At 10 PM, your child suddenly says, "We need to hand in a poster tomorrow"—have you ever felt overwhelmed? 😱 Searching through countless templates on Xiaohongshu, spending tens of dollars to have someone do it for you, staying up all night drawing until your hands tremble… Every poster assignment is a nightmare, not for the child, but for the parents. Even more heartbreaking is that after spending money and time, the teacher still thinks it wasn't done with care. 🦸 Poster savior, a cure for this "back-to-school anxiety." Just tell me the theme—any theme will do, and the image will be generated in 30 seconds: a beautiful colored finished product for reference, and a black and white line drawing for the child to color and write on. The teacher will praise your effort, the child will feel a sense of accomplishment, and you've only moved your fingers the whole time. ⏰ How much time did you spend before? 30 minutes searching for materials online, 1 hour brainstorming and layout, 2 hours drawing—a whole evening gone. Now? Enter the theme, choose a size, and you're done. 3 steps, 3 hours saved. ✅ Why it's worth using: 🖼️ The black and white line drawings allow children to participate actively; it's not just a freelance project, and teachers approve of it too. 💬 Any theme can be input, not limited to fixed templates—it draws whatever you say. 📐 Supports mainstream sizes like A4/A3; print directly after generation without needing to adjust the format. 🙌 No drawing skills required, no software download needed—just open it and you're good to go. In short: While others are still staying up all night drawing posters, you're already asleep.

Savior of Handwritten Newspapers
Hogwarts Daily Oracle Pro

Hogwarts Daily Oracle Pro

Remember the thrill of opening a Chocolate Frog card? That's this — but every single day. Step into Professor Trelawney's Divination tower each morning for your personalized fortune. Her theatrical voice guides you through six authentic magical methods: tea leaf reading with symbols forming in amber liquid, crystal ball gazing into swirling mists, celestial astrology from the Astronomy Tower, fire omens dancing in the hearth, enchanted tarot that would make Firenze proud, and ancient palmistry wisdom. But here's where it gets addictive: your fortune transforms into a museum-quality 3:4 card that looks like it belongs in the restricted section of the Hogwarts library. We're talking restrained luxury — warm candlelight tones, genuine parchment textures, wax seal details, and that "aged magical artifact" aesthetic that makes every card wallpaper-worthy. THE COLLECTION GAME: • 6 divination methods × 3 visual styles × 5 rarity tiers = 90 unique combinations • Hunt for Legendary and Mythical cards (1-4% drop rates!) • Rarity affects both your fortune's intensity and the card's visual splendor • Special event modes: Birthday Oracle, O.W.L. Exam Fortune, Love Potion Prophecy Each card includes your four-dimensional fortune (career, love, wealth, luck), today's Patronus form, lucky spell, potion, number, and location — plus an insightful "oracle quote" that hits different every time.
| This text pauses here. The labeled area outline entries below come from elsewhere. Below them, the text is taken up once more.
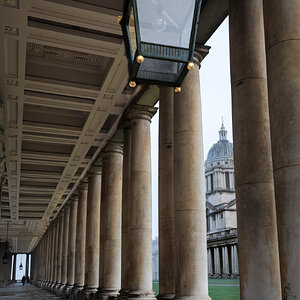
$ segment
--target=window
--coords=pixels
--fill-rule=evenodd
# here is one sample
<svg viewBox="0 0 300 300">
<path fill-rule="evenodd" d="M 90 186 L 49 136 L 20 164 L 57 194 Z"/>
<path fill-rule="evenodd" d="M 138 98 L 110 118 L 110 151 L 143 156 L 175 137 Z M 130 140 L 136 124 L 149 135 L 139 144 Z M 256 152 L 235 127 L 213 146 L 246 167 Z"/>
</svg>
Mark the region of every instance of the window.
<svg viewBox="0 0 300 300">
<path fill-rule="evenodd" d="M 230 189 L 229 172 L 225 172 L 226 189 Z"/>
</svg>

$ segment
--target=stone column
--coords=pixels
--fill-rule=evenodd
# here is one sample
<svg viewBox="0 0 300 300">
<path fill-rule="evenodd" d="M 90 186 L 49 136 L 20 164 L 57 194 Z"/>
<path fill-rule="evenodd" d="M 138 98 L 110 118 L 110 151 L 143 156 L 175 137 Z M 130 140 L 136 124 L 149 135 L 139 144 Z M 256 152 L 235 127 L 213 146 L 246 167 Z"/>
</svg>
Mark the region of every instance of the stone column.
<svg viewBox="0 0 300 300">
<path fill-rule="evenodd" d="M 83 180 L 78 189 L 78 213 L 76 227 L 76 251 L 75 251 L 75 283 L 72 297 L 76 298 L 84 287 L 85 272 L 85 239 L 86 239 L 86 214 L 87 214 L 87 179 Z"/>
<path fill-rule="evenodd" d="M 228 256 L 228 247 L 223 246 L 223 277 L 227 278 L 229 276 L 229 256 Z"/>
<path fill-rule="evenodd" d="M 14 262 L 13 262 L 13 276 L 12 282 L 16 282 L 16 271 L 17 271 L 17 254 L 14 254 Z"/>
<path fill-rule="evenodd" d="M 220 251 L 218 247 L 214 248 L 214 260 L 215 260 L 215 277 L 220 277 L 221 261 L 220 261 Z"/>
<path fill-rule="evenodd" d="M 238 260 L 238 252 L 237 245 L 234 245 L 234 265 L 235 265 L 235 273 L 239 274 L 239 260 Z"/>
<path fill-rule="evenodd" d="M 56 236 L 56 221 L 51 223 L 51 242 L 50 242 L 50 280 L 47 289 L 50 291 L 54 283 L 54 252 L 55 252 L 55 236 Z"/>
<path fill-rule="evenodd" d="M 262 0 L 229 16 L 241 297 L 280 299 Z"/>
<path fill-rule="evenodd" d="M 54 241 L 53 241 L 53 273 L 52 273 L 52 283 L 50 285 L 50 291 L 53 292 L 56 285 L 56 268 L 57 268 L 57 245 L 58 245 L 58 230 L 59 222 L 58 219 L 54 221 Z"/>
<path fill-rule="evenodd" d="M 207 270 L 208 270 L 208 275 L 211 276 L 214 272 L 213 272 L 213 261 L 212 261 L 212 253 L 211 253 L 211 249 L 212 248 L 208 248 L 207 249 L 207 262 L 208 262 L 208 267 L 207 267 Z"/>
<path fill-rule="evenodd" d="M 122 259 L 121 259 L 121 291 L 120 297 L 126 297 L 130 281 L 130 164 L 131 164 L 131 126 L 130 121 L 124 125 L 123 150 L 123 184 L 122 184 Z"/>
<path fill-rule="evenodd" d="M 174 89 L 160 87 L 159 102 L 159 299 L 175 295 Z"/>
<path fill-rule="evenodd" d="M 150 121 L 156 108 L 132 106 L 130 281 L 128 298 L 154 299 L 152 292 L 152 195 Z"/>
<path fill-rule="evenodd" d="M 64 228 L 63 228 L 63 244 L 62 244 L 62 259 L 61 259 L 61 283 L 59 285 L 59 294 L 62 295 L 67 284 L 68 270 L 68 242 L 69 242 L 69 223 L 70 223 L 70 204 L 67 203 L 64 207 Z"/>
<path fill-rule="evenodd" d="M 236 275 L 235 274 L 235 262 L 234 262 L 234 245 L 231 245 L 231 273 L 232 275 Z"/>
<path fill-rule="evenodd" d="M 59 295 L 61 285 L 61 272 L 62 272 L 62 255 L 63 255 L 63 237 L 64 237 L 64 210 L 59 215 L 59 237 L 57 247 L 57 269 L 56 269 L 56 285 L 54 292 Z"/>
<path fill-rule="evenodd" d="M 51 239 L 52 239 L 52 226 L 48 226 L 47 230 L 47 246 L 46 246 L 46 276 L 42 288 L 47 289 L 51 281 Z"/>
<path fill-rule="evenodd" d="M 174 99 L 174 238 L 176 297 L 204 300 L 210 297 L 199 68 L 208 47 L 200 51 Z"/>
<path fill-rule="evenodd" d="M 299 299 L 300 2 L 263 4 L 282 296 Z"/>
<path fill-rule="evenodd" d="M 25 276 L 28 277 L 29 274 L 29 254 L 26 254 L 26 263 L 25 263 Z"/>
<path fill-rule="evenodd" d="M 99 285 L 99 243 L 100 243 L 100 201 L 101 167 L 93 166 L 89 171 L 86 246 L 85 246 L 85 283 L 83 293 L 92 297 Z"/>
<path fill-rule="evenodd" d="M 107 156 L 105 152 L 101 154 L 102 158 L 102 179 L 101 179 L 101 209 L 100 209 L 100 264 L 99 264 L 99 287 L 97 294 L 101 293 L 104 287 L 104 240 L 105 240 L 105 214 L 106 214 L 106 180 L 107 180 Z"/>
<path fill-rule="evenodd" d="M 107 172 L 105 172 L 105 197 L 101 199 L 104 219 L 103 286 L 96 299 L 117 297 L 121 288 L 121 205 L 123 146 L 109 143 L 105 147 Z"/>
<path fill-rule="evenodd" d="M 70 200 L 70 221 L 69 221 L 69 240 L 68 240 L 68 269 L 67 284 L 63 290 L 62 296 L 70 298 L 71 289 L 74 287 L 75 279 L 75 246 L 76 246 L 76 221 L 78 208 L 78 194 L 74 193 Z"/>
</svg>

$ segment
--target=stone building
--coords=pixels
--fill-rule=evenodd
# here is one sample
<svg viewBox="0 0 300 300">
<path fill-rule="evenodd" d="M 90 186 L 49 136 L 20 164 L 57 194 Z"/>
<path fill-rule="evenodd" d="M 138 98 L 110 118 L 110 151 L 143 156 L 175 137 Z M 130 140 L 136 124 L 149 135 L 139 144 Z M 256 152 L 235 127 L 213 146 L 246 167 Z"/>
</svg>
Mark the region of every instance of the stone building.
<svg viewBox="0 0 300 300">
<path fill-rule="evenodd" d="M 210 299 L 199 69 L 229 16 L 241 298 L 299 299 L 299 11 L 298 0 L 203 0 L 194 68 L 174 94 L 130 88 L 123 1 L 0 2 L 0 236 L 9 221 L 9 249 L 32 255 L 36 286 L 154 299 L 150 122 L 160 101 L 159 296 Z"/>
<path fill-rule="evenodd" d="M 209 277 L 237 277 L 237 219 L 233 144 L 222 123 L 219 141 L 205 161 L 207 267 Z"/>
<path fill-rule="evenodd" d="M 159 255 L 158 237 L 152 240 L 152 280 L 159 280 Z"/>
</svg>

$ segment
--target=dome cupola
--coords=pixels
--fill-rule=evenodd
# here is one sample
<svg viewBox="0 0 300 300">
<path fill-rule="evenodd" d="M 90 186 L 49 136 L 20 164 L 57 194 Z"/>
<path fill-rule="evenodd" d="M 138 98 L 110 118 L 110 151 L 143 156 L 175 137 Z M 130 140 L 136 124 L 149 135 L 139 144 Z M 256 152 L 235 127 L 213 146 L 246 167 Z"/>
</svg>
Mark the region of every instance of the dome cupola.
<svg viewBox="0 0 300 300">
<path fill-rule="evenodd" d="M 226 161 L 233 159 L 233 145 L 227 140 L 227 130 L 222 122 L 219 131 L 219 141 L 208 151 L 205 164 L 213 161 Z"/>
</svg>

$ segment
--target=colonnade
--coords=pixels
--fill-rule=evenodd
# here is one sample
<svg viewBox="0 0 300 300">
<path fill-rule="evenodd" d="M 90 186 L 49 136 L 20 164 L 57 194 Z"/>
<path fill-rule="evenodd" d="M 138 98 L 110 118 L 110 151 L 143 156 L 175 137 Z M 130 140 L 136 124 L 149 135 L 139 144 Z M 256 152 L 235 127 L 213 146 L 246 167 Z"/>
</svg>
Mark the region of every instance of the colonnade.
<svg viewBox="0 0 300 300">
<path fill-rule="evenodd" d="M 240 269 L 242 299 L 299 298 L 300 2 L 275 2 L 230 1 L 239 266 L 236 245 L 206 248 L 199 67 L 208 49 L 195 52 L 180 94 L 160 89 L 159 298 L 210 299 L 207 270 L 230 267 Z M 33 252 L 38 285 L 73 299 L 154 298 L 155 112 L 129 108 L 124 144 L 103 149 L 50 224 Z"/>
<path fill-rule="evenodd" d="M 239 276 L 237 244 L 208 248 L 207 271 L 211 278 Z"/>
<path fill-rule="evenodd" d="M 199 98 L 200 61 L 207 53 L 207 47 L 196 53 L 181 94 L 161 88 L 161 298 L 210 299 Z M 156 110 L 128 109 L 123 144 L 106 145 L 49 225 L 33 253 L 37 285 L 62 298 L 154 299 L 150 122 Z M 175 172 L 180 175 L 173 184 Z"/>
</svg>

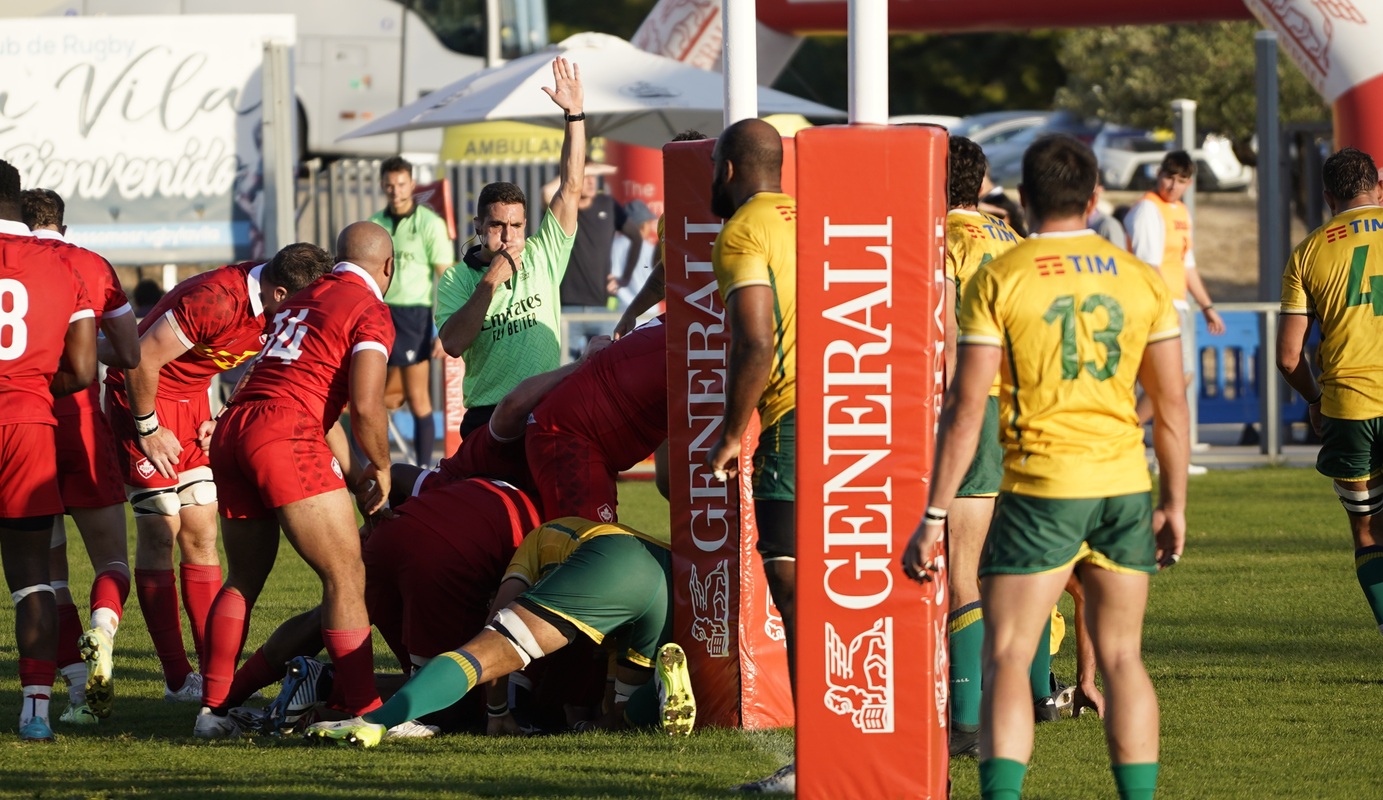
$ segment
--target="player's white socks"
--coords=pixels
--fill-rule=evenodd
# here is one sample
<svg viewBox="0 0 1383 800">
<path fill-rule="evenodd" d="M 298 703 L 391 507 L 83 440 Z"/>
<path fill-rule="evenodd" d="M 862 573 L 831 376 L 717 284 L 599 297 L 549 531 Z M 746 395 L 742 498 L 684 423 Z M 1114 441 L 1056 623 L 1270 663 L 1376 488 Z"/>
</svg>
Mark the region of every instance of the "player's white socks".
<svg viewBox="0 0 1383 800">
<path fill-rule="evenodd" d="M 58 670 L 62 673 L 62 680 L 68 684 L 68 700 L 73 706 L 80 706 L 86 702 L 86 662 L 77 662 L 75 664 L 68 664 Z"/>
<path fill-rule="evenodd" d="M 24 704 L 19 706 L 19 727 L 28 725 L 35 717 L 48 720 L 48 692 L 53 687 L 24 687 Z"/>
<path fill-rule="evenodd" d="M 115 642 L 115 631 L 120 627 L 120 617 L 116 616 L 115 609 L 100 608 L 91 612 L 91 627 L 101 628 Z"/>
</svg>

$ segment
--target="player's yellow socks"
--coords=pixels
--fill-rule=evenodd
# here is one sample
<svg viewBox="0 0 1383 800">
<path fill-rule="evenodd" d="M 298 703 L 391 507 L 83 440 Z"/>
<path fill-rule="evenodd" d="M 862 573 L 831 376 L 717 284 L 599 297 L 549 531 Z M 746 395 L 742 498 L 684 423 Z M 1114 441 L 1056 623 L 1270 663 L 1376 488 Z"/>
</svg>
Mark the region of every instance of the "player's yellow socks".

Perfect for: ✨ Daily magical rituals before your morning coffee 📱 Instagram/Twitter posts that actually get engagement 🎁 Sharing fortunes with your Potterhead friends 🖼️ Building a collection of cards you'll genuinely treasure Text legibility is sacred here — no "pretty but unreadable" nonsense. Every card balances mystique with clarity, because what's the point of a fortune you can't read? Your Hogwarts letter may have gotten lost in the mail, but your daily dose of magic starts now.